Es wird ein harter Brocken am Samstag im Sechzgerstadion für den TSV 1860 München, wenn der MSV Duisburg seine Aufwartung macht. Die Zebras sind die gefährlichste Mannschaft, was Standardsituationen betrifft und zudem ein Team, das gern über Zweikämpfe direkt den Ball gewinnt.

Den Ball und den Gegner laufen lassen ist ein Rezept, das es verhindert, dass der Gegner in die Zweikämpfe hineinkommt. Wenn es klappt, auf breiter Linie variabel zu bleiben und mit schnellem Kombinationsspiel die Duisburger Defensive zu Fehlern gezwungen werden kann, wäre das die halbe Miete, um die Punkte in Giesing zu behalten.

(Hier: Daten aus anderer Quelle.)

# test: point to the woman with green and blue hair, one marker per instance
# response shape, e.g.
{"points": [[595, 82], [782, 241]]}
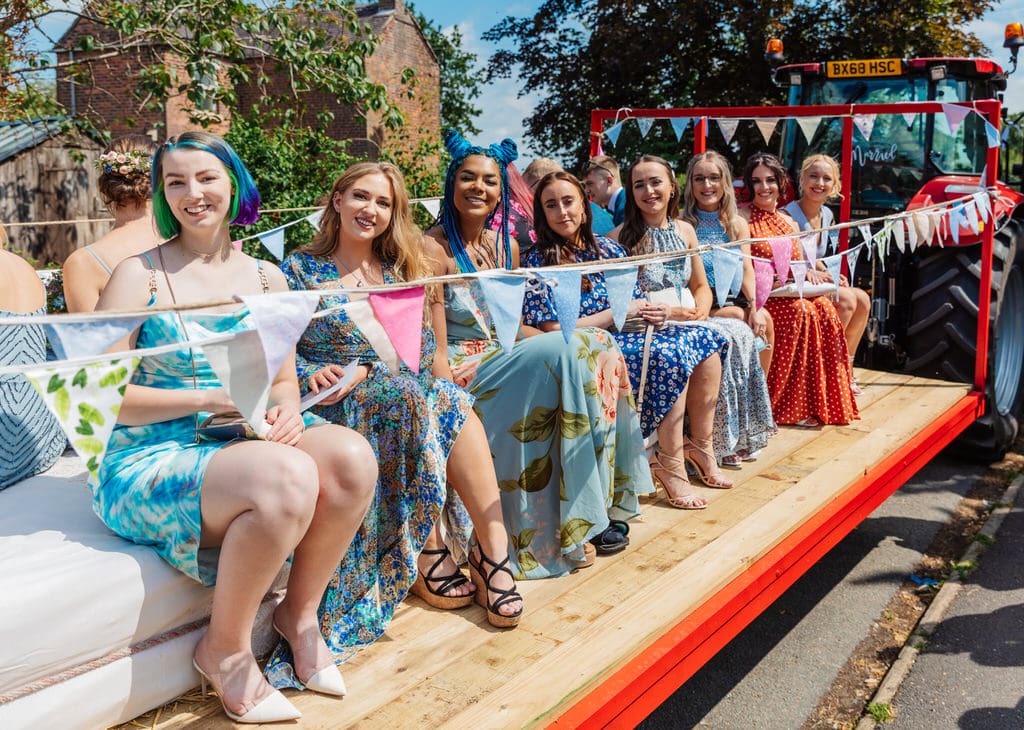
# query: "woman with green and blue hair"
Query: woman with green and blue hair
{"points": [[550, 408]]}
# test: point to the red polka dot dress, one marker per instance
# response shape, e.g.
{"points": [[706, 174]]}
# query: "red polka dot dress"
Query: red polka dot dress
{"points": [[809, 377]]}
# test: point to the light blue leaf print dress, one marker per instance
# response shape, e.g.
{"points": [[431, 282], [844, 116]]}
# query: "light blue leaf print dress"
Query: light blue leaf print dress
{"points": [[412, 421], [562, 428], [148, 483]]}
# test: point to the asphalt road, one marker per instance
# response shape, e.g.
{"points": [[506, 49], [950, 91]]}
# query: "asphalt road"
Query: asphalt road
{"points": [[774, 673]]}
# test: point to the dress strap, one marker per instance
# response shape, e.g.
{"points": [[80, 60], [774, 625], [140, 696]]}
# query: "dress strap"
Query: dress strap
{"points": [[99, 259]]}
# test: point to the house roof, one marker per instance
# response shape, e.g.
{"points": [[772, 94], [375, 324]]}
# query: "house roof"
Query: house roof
{"points": [[17, 136]]}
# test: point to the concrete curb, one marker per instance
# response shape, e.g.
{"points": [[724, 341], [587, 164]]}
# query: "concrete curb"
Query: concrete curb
{"points": [[937, 610]]}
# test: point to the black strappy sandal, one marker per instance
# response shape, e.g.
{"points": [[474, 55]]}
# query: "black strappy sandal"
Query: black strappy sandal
{"points": [[437, 597], [506, 596]]}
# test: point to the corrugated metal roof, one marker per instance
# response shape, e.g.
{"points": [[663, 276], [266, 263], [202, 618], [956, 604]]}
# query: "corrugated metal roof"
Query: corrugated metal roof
{"points": [[18, 136]]}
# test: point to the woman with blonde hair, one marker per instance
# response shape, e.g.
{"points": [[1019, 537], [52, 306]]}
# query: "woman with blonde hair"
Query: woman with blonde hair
{"points": [[819, 183], [124, 185], [421, 425], [742, 417]]}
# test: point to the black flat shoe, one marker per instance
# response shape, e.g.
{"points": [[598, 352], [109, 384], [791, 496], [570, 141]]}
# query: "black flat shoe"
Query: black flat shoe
{"points": [[613, 540]]}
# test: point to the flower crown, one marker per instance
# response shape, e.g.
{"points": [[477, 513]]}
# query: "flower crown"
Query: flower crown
{"points": [[124, 163]]}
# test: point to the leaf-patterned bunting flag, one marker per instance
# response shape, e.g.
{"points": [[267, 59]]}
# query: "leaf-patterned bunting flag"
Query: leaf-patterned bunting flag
{"points": [[565, 294], [504, 297], [620, 283], [86, 400]]}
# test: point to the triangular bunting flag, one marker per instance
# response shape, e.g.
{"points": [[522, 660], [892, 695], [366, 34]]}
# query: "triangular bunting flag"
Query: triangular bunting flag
{"points": [[724, 265], [781, 251], [361, 314], [799, 269], [864, 123], [433, 206], [764, 276], [280, 318], [835, 266], [808, 125], [86, 400], [314, 218], [400, 313], [504, 296], [241, 367], [273, 241], [809, 245], [766, 126], [84, 339], [728, 128], [620, 283], [679, 125], [612, 133], [954, 115], [992, 134], [565, 294]]}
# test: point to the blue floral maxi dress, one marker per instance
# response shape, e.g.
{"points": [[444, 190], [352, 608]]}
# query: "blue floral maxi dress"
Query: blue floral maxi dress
{"points": [[675, 350], [562, 428], [742, 415], [148, 483], [412, 422]]}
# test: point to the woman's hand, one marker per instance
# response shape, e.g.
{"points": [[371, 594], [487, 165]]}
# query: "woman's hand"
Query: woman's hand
{"points": [[329, 375], [286, 424]]}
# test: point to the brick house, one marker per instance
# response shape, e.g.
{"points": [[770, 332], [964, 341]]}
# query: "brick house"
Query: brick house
{"points": [[400, 45]]}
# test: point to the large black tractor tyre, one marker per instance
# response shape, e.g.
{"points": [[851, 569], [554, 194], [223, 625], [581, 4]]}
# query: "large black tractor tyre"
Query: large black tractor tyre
{"points": [[942, 334]]}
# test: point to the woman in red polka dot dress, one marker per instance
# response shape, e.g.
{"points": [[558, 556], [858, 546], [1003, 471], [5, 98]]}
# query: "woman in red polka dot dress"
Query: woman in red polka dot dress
{"points": [[809, 382]]}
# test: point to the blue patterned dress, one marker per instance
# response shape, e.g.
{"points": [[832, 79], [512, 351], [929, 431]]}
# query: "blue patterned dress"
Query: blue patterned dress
{"points": [[31, 438], [562, 428], [742, 415], [412, 421], [675, 350], [148, 485]]}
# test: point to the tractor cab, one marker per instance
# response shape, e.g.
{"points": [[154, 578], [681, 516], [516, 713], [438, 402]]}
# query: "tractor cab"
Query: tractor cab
{"points": [[895, 156]]}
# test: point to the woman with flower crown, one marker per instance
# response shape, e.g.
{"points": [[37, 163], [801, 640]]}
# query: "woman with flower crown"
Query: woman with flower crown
{"points": [[559, 416], [124, 185]]}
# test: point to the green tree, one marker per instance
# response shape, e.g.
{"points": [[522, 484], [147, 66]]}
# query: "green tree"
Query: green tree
{"points": [[460, 75], [584, 54]]}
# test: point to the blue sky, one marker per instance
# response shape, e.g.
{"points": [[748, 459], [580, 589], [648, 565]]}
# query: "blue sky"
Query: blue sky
{"points": [[503, 110]]}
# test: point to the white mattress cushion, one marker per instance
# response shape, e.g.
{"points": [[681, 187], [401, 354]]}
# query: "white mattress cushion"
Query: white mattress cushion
{"points": [[73, 591]]}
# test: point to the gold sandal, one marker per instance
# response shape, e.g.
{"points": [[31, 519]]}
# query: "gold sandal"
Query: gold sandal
{"points": [[680, 502], [704, 447]]}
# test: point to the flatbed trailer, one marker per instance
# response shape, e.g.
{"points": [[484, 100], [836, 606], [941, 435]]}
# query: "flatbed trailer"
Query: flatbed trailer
{"points": [[603, 647]]}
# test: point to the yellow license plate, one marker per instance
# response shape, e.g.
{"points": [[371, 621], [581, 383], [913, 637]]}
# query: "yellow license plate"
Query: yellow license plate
{"points": [[871, 67]]}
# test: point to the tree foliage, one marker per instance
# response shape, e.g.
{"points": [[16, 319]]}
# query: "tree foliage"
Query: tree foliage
{"points": [[583, 54], [461, 76]]}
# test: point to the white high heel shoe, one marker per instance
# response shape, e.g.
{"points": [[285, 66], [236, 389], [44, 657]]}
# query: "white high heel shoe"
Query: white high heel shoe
{"points": [[326, 681], [272, 709]]}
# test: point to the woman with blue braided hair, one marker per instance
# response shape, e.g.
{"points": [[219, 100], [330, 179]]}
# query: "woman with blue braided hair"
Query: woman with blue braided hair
{"points": [[560, 418]]}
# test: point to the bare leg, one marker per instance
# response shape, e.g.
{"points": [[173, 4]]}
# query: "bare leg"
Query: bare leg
{"points": [[257, 501], [347, 471]]}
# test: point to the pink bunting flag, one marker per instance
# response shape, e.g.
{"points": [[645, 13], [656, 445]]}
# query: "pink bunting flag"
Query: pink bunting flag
{"points": [[400, 313], [764, 276], [781, 252]]}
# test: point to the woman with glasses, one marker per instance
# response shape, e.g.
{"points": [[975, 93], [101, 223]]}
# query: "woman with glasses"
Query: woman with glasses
{"points": [[742, 418]]}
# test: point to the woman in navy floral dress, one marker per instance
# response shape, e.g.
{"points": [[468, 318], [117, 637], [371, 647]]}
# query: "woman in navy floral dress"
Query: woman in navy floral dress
{"points": [[421, 426], [677, 352]]}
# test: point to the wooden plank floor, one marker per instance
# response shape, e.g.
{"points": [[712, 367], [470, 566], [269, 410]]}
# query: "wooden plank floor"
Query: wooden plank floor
{"points": [[453, 670]]}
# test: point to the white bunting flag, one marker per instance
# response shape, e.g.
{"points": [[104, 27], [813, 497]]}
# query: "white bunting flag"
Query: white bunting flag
{"points": [[728, 128], [86, 400], [620, 283], [504, 296], [766, 126], [864, 123]]}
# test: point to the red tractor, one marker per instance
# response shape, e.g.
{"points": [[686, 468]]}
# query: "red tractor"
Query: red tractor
{"points": [[925, 303]]}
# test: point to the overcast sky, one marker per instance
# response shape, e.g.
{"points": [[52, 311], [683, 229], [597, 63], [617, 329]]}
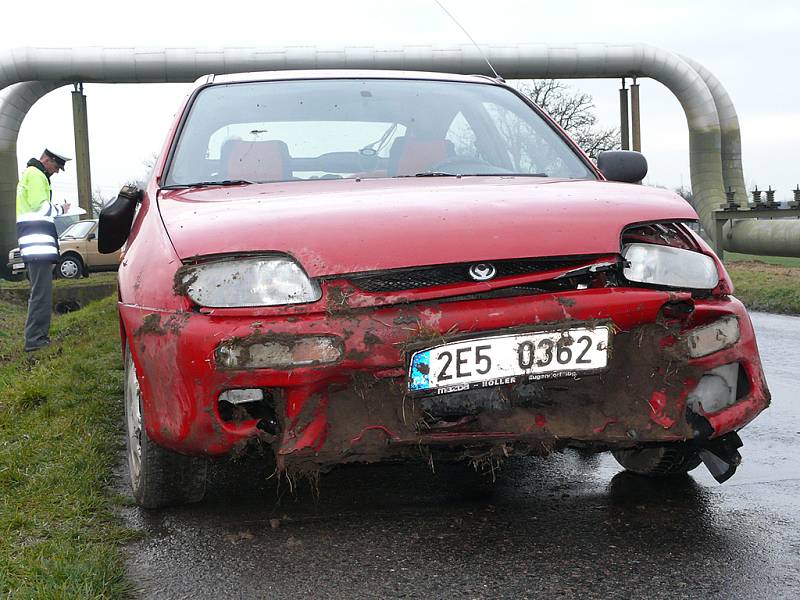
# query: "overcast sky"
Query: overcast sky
{"points": [[752, 47]]}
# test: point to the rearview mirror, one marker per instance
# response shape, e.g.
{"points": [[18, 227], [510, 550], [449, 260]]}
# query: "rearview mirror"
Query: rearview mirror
{"points": [[116, 219], [622, 165]]}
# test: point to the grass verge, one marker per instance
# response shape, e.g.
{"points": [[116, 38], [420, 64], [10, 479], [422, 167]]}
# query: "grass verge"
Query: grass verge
{"points": [[59, 441], [110, 277], [766, 287]]}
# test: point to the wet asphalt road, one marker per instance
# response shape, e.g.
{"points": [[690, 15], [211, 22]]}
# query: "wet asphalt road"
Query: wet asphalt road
{"points": [[563, 527]]}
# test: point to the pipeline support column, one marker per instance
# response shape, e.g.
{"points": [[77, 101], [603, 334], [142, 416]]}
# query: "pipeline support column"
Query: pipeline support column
{"points": [[81, 127]]}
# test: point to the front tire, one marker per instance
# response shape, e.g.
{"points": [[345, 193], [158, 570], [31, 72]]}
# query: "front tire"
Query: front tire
{"points": [[69, 266], [658, 461], [159, 477]]}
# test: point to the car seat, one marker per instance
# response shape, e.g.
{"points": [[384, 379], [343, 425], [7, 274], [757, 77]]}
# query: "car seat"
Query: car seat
{"points": [[409, 155], [266, 160]]}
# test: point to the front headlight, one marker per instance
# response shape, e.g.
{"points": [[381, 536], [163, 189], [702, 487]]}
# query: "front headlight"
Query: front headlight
{"points": [[265, 281], [668, 266]]}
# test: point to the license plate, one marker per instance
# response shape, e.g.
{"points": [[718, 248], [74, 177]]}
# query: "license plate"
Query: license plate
{"points": [[503, 359]]}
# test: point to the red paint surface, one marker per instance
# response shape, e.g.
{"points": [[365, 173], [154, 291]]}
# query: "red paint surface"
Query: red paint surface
{"points": [[345, 226]]}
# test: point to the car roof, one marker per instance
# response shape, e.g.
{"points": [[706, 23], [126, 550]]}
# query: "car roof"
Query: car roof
{"points": [[340, 74]]}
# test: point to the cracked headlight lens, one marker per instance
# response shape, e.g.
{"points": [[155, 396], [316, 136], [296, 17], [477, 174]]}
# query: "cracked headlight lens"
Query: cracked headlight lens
{"points": [[266, 281], [672, 267]]}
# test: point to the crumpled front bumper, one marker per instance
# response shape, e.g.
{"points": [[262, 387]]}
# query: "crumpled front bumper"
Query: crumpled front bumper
{"points": [[358, 408]]}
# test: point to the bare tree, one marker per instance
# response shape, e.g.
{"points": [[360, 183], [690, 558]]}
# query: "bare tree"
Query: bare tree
{"points": [[574, 111]]}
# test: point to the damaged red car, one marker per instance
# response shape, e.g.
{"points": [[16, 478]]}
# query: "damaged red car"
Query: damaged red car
{"points": [[349, 266]]}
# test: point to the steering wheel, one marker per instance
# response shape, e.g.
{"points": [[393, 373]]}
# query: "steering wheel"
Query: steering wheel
{"points": [[466, 165]]}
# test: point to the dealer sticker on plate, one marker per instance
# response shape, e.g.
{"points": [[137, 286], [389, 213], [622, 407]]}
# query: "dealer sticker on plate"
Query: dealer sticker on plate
{"points": [[504, 359]]}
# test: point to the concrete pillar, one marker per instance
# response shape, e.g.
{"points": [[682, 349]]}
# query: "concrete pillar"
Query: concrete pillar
{"points": [[80, 125], [623, 117], [635, 122]]}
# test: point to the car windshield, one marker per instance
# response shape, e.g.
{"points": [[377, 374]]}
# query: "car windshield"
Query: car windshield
{"points": [[77, 230], [242, 133]]}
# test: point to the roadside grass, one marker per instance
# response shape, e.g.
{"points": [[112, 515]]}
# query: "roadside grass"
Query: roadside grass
{"points": [[783, 261], [767, 287], [109, 277], [59, 441]]}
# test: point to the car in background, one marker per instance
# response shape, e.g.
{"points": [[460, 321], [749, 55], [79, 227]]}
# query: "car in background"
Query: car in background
{"points": [[356, 266], [79, 255]]}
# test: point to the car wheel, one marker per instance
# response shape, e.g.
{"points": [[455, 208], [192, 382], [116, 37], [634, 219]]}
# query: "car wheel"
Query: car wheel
{"points": [[69, 267], [159, 477], [658, 461]]}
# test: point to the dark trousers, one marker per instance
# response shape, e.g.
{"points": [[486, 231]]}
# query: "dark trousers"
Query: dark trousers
{"points": [[40, 305]]}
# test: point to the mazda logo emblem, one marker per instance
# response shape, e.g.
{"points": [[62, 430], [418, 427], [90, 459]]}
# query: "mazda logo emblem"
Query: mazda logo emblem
{"points": [[482, 272]]}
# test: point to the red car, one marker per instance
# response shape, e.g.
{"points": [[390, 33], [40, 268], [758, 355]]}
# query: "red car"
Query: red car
{"points": [[350, 266]]}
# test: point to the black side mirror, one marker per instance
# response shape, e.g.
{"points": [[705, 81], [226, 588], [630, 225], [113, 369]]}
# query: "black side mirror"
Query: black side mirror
{"points": [[116, 219], [622, 165]]}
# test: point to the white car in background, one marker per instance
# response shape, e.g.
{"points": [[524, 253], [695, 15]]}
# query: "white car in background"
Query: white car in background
{"points": [[79, 256]]}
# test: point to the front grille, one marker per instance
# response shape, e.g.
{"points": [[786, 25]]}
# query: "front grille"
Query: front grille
{"points": [[422, 277]]}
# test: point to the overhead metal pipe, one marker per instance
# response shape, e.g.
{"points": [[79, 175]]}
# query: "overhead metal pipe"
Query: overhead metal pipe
{"points": [[730, 135], [715, 151], [121, 65]]}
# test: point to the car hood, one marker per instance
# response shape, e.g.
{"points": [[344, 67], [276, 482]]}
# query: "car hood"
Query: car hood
{"points": [[349, 226]]}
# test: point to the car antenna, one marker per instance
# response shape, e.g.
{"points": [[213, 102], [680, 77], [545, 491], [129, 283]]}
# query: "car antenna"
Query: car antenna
{"points": [[483, 54]]}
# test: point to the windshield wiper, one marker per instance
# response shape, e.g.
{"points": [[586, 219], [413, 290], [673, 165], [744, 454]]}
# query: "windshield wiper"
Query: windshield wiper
{"points": [[436, 174], [443, 174], [224, 182]]}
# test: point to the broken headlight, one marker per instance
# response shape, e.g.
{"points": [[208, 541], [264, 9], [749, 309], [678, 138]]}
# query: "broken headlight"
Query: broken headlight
{"points": [[672, 267], [265, 281]]}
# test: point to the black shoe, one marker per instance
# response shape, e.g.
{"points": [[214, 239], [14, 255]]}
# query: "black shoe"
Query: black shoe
{"points": [[39, 347]]}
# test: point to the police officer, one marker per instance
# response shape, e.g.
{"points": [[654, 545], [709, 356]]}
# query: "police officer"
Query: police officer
{"points": [[38, 241]]}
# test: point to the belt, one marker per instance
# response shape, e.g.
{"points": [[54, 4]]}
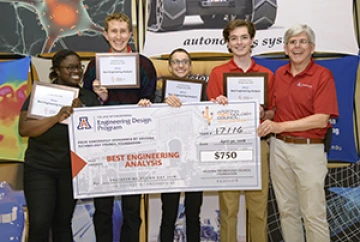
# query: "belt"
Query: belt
{"points": [[296, 140]]}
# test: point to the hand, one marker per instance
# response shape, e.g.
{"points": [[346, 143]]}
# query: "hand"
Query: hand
{"points": [[222, 100], [64, 113], [173, 101], [144, 103], [76, 103], [262, 112], [268, 127], [101, 91]]}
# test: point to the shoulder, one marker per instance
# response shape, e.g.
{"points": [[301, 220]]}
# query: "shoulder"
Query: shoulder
{"points": [[89, 98], [264, 69], [281, 70], [147, 66], [87, 93], [319, 68], [221, 68], [145, 62]]}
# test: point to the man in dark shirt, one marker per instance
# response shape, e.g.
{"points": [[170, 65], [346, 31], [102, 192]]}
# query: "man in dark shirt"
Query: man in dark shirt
{"points": [[117, 31]]}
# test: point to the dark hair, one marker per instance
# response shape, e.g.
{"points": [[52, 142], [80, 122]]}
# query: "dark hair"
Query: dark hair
{"points": [[118, 17], [57, 59], [238, 23], [178, 50]]}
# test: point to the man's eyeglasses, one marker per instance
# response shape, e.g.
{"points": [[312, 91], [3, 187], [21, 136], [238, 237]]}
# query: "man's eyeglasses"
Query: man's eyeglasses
{"points": [[301, 42], [73, 68], [183, 62]]}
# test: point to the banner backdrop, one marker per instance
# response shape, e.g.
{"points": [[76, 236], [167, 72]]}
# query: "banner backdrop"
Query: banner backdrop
{"points": [[34, 27], [209, 219], [197, 25], [344, 69], [13, 84]]}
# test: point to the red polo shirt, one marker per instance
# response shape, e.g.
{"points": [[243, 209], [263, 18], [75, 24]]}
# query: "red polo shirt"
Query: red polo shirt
{"points": [[215, 86], [309, 92]]}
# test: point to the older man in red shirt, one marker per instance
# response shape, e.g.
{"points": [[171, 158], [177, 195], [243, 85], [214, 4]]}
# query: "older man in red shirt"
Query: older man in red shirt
{"points": [[304, 98]]}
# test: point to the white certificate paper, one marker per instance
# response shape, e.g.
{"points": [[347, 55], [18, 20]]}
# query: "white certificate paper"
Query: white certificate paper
{"points": [[115, 70], [186, 91], [47, 99], [246, 86], [132, 150]]}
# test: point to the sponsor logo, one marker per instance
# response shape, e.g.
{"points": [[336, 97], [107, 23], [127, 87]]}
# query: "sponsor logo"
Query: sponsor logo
{"points": [[83, 123]]}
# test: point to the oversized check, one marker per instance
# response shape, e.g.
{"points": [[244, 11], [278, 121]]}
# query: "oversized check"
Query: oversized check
{"points": [[132, 150]]}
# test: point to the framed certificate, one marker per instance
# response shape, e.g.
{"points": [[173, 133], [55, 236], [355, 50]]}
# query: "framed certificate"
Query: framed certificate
{"points": [[118, 70], [47, 99], [187, 90], [246, 86]]}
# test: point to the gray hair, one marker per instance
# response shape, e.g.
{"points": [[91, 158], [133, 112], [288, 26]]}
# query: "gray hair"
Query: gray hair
{"points": [[298, 29]]}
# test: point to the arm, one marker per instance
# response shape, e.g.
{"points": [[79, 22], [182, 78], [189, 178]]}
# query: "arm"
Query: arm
{"points": [[34, 127], [213, 89], [310, 122]]}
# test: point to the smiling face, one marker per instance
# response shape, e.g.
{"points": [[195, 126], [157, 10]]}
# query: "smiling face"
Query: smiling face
{"points": [[180, 65], [240, 42], [299, 49], [70, 71], [118, 35]]}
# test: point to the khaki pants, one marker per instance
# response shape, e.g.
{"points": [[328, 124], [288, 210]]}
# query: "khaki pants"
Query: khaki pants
{"points": [[298, 175], [256, 204]]}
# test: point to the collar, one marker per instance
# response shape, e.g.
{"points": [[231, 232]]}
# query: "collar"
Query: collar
{"points": [[234, 67], [309, 70]]}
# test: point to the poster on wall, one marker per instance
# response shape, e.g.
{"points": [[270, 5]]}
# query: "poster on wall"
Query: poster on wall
{"points": [[13, 85], [37, 26], [196, 25]]}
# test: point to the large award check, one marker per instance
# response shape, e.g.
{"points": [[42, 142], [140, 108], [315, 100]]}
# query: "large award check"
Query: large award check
{"points": [[131, 150]]}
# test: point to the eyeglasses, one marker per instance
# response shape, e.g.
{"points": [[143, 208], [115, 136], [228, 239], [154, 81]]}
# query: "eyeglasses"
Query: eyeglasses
{"points": [[301, 42], [183, 62], [73, 68]]}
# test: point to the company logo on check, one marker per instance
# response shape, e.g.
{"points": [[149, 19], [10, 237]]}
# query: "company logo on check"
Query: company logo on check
{"points": [[207, 115], [83, 123]]}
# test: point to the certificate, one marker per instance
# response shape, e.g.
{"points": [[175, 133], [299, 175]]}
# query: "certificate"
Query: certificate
{"points": [[118, 70], [133, 150], [246, 86], [47, 99], [187, 90]]}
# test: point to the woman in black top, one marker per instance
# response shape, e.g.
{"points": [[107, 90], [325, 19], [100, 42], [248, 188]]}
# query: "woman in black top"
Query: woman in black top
{"points": [[47, 167]]}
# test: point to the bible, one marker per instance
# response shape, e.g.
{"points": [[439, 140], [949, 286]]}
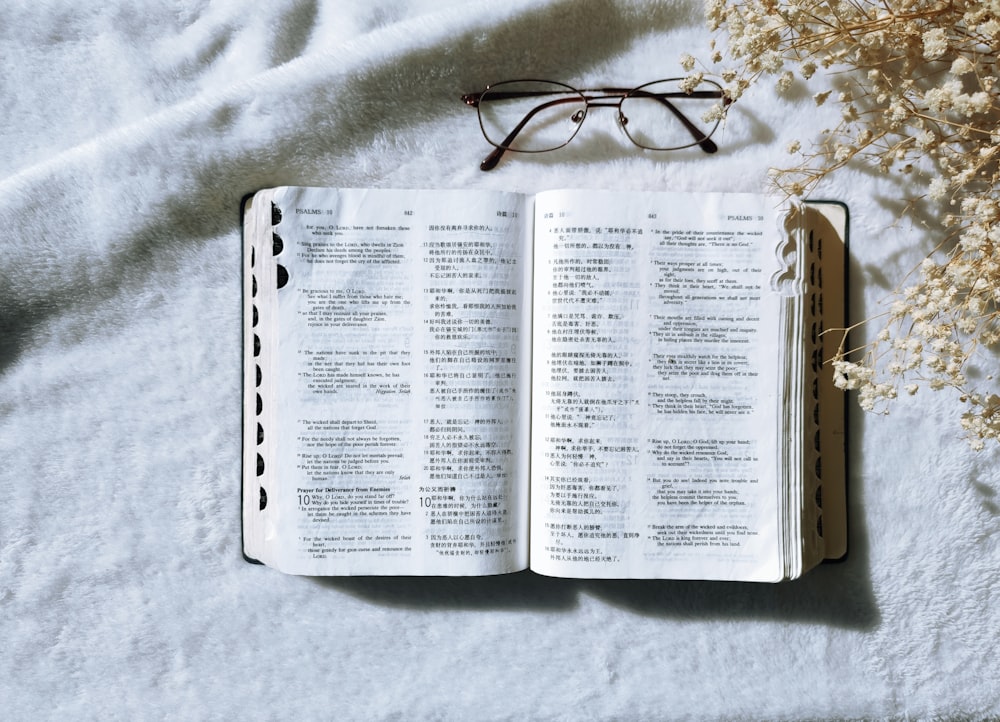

Gegen den Ball darf man gegen Duisburg, so wie sich die Zebras diese Saison präsentieren, vor allem eines nicht tun: unnötige Standards für den Gegner produzieren. Aber auch in Umschaltmomenten muss das Gegenpressing sofort und aggressiv erfolgen. Kommt Duisburg gut ins schnelle vertikale Spiel, kann man den MSV schwer mit fairen Mitteln stoppen.

Auch wenn sich der MSV Duisburg in einer starken Phase befindet, so muss doch die Devise sein: Im Sechzgerstadion regiert nur eine Mannschaft und das ist die des TSV 1860 München.

Wenn alle Spieler der Sechzger ihr Leistungsvermögen zu 100% abrufen, werden die Punkte in Giesing bleiben.